By taking these precautionary actions leading up to your hip or knee replacement surgery, you're giving your body its best chance to heal quickly without added complications resulting from infections.
Healthy Healing Post-Surgery
Preparing your body before surgery isn't enough to ensure a successful recovery from joint replacement surgery when suffering from diabetes, you need to take care of your body following surgery as well.
Follow your Doctor's Instructions
This may seem obvious, but you would be amazed at how often complications occur following surgery simply because the patient did not follow their doctor's orders. If your doctor tells you avoid driving, not to lift anything over a certain weight, to take medications at set times, and to follow a regimented diet, it's important you follow those orders. Your doctor is not telling you these things simply to make life more difficult, the instructions they provide are necessary for your body to be able to heal properly.
Consume the Right Foods
Following surgery your body will need certain nutrients to begin healing and fight off any potential infections. Though you may be nauseated or even constipated post-surgery, the nutrients you consume will help kick start your body's recovery.
There are certain nutrients it is recommended you consume through the duration of your recovery as well:
- Protein – Protein is essential to helping your body heal. It aids in repairing your damaged tissues, and studies have shown that a protein deficiency while recovering from surgery contributes to poor healing rates.

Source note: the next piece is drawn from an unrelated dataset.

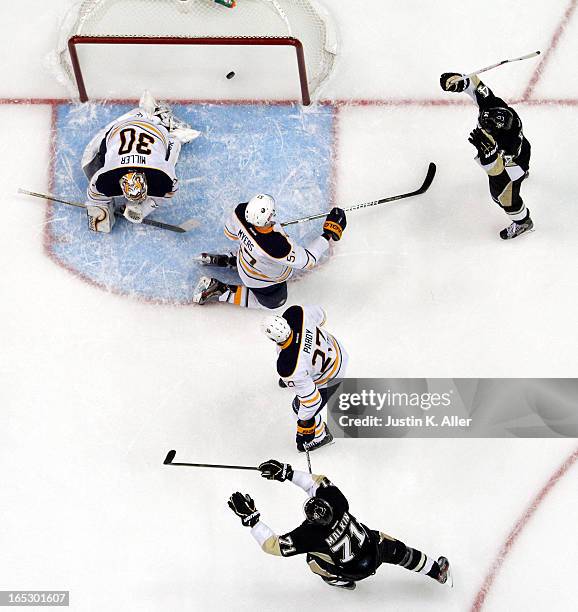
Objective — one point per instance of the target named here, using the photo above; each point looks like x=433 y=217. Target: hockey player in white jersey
x=266 y=257
x=310 y=363
x=133 y=157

- Fiber and Probiotics – Consuming fiber and probiotics will help your digestive system process foods, boosting your immune system.

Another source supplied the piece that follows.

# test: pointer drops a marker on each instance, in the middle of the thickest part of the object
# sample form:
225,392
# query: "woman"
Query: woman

- Vitamin C – It is believed the Vitamin C may help with the healing process so it is recommended you consume at least a couple pieces of fruit high in Vitamin C each day.
- Vitamin B12 and Iron – These vitamins boost the production of blood cells from your bone marrow.
Foods to Avoid
In addition to specifically consuming certain foods, there are other foods you should avoid at all costs during recovery:
- Refined Sugars – Consuming refined sugars causes our body to become more fatigued and will cause your blood sugar levels to spike which will slow recovery.
- Sodas and Sports Drinks – Aside from these drinks being high in refined sugars, they also tend to be high in sodium which causes your body to retain water which leads to increased swelling.
Careful, monitored physical therapy is necessary to prevent blood clots and get your digestive system going immediately following surgery. As your body continues to heal, careful activity will help prevent further complications.
As recommended leading up to surgery, avoiding smoking post-surgery will help with your blood flow which will allow your body to heal more quickly.